Hayatou commended President Kagame and the government of Rwanda for the tremendous work they have done towards promoting peace, unity and reconciliation among Rwandans in a period of less than two decades.
Hayatou who also doubles as the Fifa vice president represented Fifa boss Joseph Sepp Blatter at the 20th commemoration event of the 1994 Genocide against the Tutsi held on Monday at Amahoro stadium.
Since the atrocities of 1994 Genocide against the Tutsi where one million people were killed, Rwanda has made tremendous strides and re-emerged stronger.
Central to the country’s development has been the significant contribution of football in fostering unity and reconciliation. The unique influence and power of football to bring a people together, reuniting them as one and helping them rebuild lives has been critical.
Caf’s support to Rwanda will reinforce the Confederation’s standpoint and determination to use the power of football to reach out to millions of people and inspire them into positive transformation.
The 1994 Genocide touched lives worldwide.
However, Rwanda emerged from the massacre and embarked on a reconciliation journey.
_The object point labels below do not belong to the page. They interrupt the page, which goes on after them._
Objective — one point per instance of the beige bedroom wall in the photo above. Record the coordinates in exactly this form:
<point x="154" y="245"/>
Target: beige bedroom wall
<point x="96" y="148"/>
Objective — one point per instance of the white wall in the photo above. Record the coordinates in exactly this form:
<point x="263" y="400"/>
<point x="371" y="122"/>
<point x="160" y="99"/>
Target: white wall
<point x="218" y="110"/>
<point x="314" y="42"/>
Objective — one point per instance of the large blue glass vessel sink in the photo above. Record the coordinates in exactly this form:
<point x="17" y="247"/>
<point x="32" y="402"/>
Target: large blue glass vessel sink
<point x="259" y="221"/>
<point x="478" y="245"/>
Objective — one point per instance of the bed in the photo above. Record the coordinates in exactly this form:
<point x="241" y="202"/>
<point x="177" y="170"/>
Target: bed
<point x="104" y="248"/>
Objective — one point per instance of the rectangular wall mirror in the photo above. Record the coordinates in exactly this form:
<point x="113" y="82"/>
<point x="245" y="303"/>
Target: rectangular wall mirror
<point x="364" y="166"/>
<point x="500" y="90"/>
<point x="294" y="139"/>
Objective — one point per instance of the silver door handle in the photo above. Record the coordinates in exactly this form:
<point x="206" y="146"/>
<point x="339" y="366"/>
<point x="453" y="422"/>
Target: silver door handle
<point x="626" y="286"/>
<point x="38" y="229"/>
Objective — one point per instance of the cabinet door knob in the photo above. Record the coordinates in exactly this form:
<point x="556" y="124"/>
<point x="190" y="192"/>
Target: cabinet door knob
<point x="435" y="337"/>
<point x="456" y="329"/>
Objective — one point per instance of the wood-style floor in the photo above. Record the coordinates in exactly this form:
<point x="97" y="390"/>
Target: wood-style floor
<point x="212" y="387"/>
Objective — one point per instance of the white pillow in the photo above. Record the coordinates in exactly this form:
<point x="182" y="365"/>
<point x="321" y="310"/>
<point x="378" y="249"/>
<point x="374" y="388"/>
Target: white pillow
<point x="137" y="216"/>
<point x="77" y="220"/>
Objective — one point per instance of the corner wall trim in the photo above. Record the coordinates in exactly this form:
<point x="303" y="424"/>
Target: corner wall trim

In that re-emergence, a bleeding nation found the first strings of reconciliation and unity in a common ground- the football field.
Just a few months after the Genocide, Rwandans gathered at Amahoro stadium where the first post-genocide football match in the country took place on September 11, 1994 pitting SC Kiyovu against Rayon Sports.
Thousands trooped to the stadium to attend one common uniting event, one event that would bring them back together as one people and one nation: "Watching and enjoying a game of football”.
Football matches became more than mere contests. The games meant more than playing and winning a match. Football became a healing and reconciliation tool.
"After the Genocide, we used to play football for unity and reconciliation,” former Amavubi skipper Olivier Karekezi said.
Recently retired from international football, Karekezi reckons that the unity and togetherness forged by the people in the aftermath of the Genocide provided them with the bedrock for a successful run in the qualifiers for the Africa Cup of Nations 2004.
The Amavubi qualified for the final tournament hosted by Tunisia. They lost their opening match 2-1 to the hosts, drew 1-1 with Guinea and beat DR Congo 1-0 to finish third in Group A.
"Even if Amavubi went into Afcon 2004 and got eliminated at the group stage, the important thing of just qualifying was achieved,” says Karekzi before adding: " The 1994 Genocide left Rwanda with a gap, we couldn’t easily fill without football.”
The genocide took the lives of many players, referees, sports journalists and other key personalities who were synonymous with the popular sport. Young and old and promising talents were lost.
Rwandan football history will record such names as goalkeeper Louis Kirenga of Rwinkwavu who was famed for wonderful sportsmanship and fair play.
If there is anywhere, where the football field has demonstrated its power of unity, Rwanda stands out. From grieving and mourning, the people have rallied to set aside language and tribal barriers, religious differences, ethnicity, regionalism and all forms of segregation to speak one language – football.
How much football means and how it has healed a nation can still be measured in many different ways. The football measure is impossible to quantify because it stretches into the future.
Generation after generation, football will be played, generation after generation the story of the Genocide will be told and generation after generation; the game will be played and protected because it is the keeper and protector of the people.
In that long journey and love for the game that has continued to transform the people, Rwanda welcomes the continent and world to its land.
The next big thing in Rwandan football – the 2016 African Nations Championship (Chan) – the biggest continental football championship ever, comes to Kigali in two years’ time, five years after the successful Caf Under-17 championship in 2011 which followed the success of the 2009 Africa Youth championship.